Since then, Coinbase has clashed repeatedly with federal regulators. In September 2021, after the S.E.C. stopped the firm from offering a popular investment product, the company’s chief executive, Brian Armstrong, accused the agency of “really sketchy behavior.”

In Washington, Coinbase and other major U.S. crypto companies have fought back against the intensifying regulatory regime, lobbying legislators to create rules tailor-made for the digital asset industry. But as those efforts have fallen apart, some crypto firms have started looking abroad.

At a conference in London in April, Mr. Armstrong said the United States needed clearer rules governing crypto. “If the U.S. doesn’t have this,” he said, “these firms are going to be built in offshore havens.”

Coinbase was already beginning to move in that direction. In May, the company said it was opening an international exchange, based in Bermuda, that would allow overseas users to make a type of high-risk, high-reward trade that is barred in the United States.

In a statement announcing the business, Coinbase said it “remained committed to the U.S.” But it noted that other countries were starting to “strategically position themselves as crypto hubs.” The company did not respond to a request for comment.

“We see countries that instead of trying to litigate, they’ve actually sat down, assessed the risk in the marketplace and established new rules,” said Kristin Smith, the chief executive of the Blockchain Association, a crypto advocacy group. “We’re going to see different projects and developers launch and operate initially overseas.”

Still, a wholesale abandonment of the United States is unlikely anytime soon. The crypto industry has always had global reach, with companies scattered throughout Europe, Asia and the Caribbean. Coinbase is planning to challenge the S.E.C.’s lawsuit, and a victory could give the industry new ammunition to push for the laws it wants.

But as the enforcement actions pile up, other U.S. crypto companies are taking steps to expand their businesses overseas.

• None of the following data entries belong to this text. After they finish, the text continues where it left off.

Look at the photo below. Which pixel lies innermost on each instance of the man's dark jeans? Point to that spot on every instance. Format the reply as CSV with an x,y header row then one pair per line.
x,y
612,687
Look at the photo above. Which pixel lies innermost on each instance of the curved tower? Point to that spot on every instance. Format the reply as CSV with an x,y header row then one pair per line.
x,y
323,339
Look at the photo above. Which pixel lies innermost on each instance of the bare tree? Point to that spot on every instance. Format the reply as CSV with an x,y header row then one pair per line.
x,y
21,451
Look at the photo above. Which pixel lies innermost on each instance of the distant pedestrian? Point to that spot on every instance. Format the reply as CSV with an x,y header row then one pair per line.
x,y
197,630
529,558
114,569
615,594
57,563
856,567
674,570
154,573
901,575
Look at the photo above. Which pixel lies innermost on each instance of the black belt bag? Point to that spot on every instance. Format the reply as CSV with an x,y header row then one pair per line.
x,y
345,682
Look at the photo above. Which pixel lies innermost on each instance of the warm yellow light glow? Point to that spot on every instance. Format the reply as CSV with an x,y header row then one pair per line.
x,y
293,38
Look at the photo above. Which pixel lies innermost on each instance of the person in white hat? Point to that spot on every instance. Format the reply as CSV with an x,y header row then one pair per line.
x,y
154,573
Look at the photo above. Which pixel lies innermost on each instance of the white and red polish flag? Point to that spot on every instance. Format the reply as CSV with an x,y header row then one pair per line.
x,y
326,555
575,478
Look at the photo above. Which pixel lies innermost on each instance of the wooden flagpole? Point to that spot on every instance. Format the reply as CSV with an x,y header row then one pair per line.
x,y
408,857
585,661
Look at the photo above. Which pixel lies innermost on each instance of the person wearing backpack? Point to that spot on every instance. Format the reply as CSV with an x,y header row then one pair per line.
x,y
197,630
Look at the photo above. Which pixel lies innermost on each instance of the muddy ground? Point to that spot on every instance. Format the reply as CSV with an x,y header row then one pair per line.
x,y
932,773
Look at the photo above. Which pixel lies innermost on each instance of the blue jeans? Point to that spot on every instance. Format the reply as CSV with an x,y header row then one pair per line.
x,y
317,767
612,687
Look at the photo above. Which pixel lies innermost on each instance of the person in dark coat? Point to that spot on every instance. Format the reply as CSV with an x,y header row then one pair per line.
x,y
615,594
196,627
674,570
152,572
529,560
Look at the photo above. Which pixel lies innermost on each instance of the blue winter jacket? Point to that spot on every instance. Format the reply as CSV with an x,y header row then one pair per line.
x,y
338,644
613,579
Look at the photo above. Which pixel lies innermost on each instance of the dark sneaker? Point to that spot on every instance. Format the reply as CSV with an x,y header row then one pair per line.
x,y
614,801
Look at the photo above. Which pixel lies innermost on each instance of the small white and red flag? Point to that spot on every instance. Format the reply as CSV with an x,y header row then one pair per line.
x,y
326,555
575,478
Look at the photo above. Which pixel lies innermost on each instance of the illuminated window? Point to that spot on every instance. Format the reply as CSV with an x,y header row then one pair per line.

Last week, Gemini, the crypto exchange founded by Tyler and Cameron Winklevoss, said it was seeking a license to operate in the Emirates. The announcement cited statistics showing that the Emirates had outpaced the United States in crypto adoption. A Gemini spokeswoman did not respond to a request for comment.

In March, Bittrex announced that it would halt operations in the United States, citing “the current U.S. regulatory and economic environment.” A few weeks later, the S.E.C. sued the crypto exchange; its U.S. arm has filed for bankruptcy, while the company’s global exchange continues to operate abroad.

In a statement, Oliver Linch, the chief executive of Bittrex’s global operation, said it was “no surprise” that crypto companies were looking overseas. “The chaotic regulatory environment in the U.S. is only serving to compound the woes of the crypto winter and the scandals of 2022,” he said.

For business founders with relatively small crypto companies, a move is especially tempting. “For new start-ups, it’s easier,” said Mr. Carter of Castle Island Ventures. “There’s definitely an appetite to consider other jurisdictions.”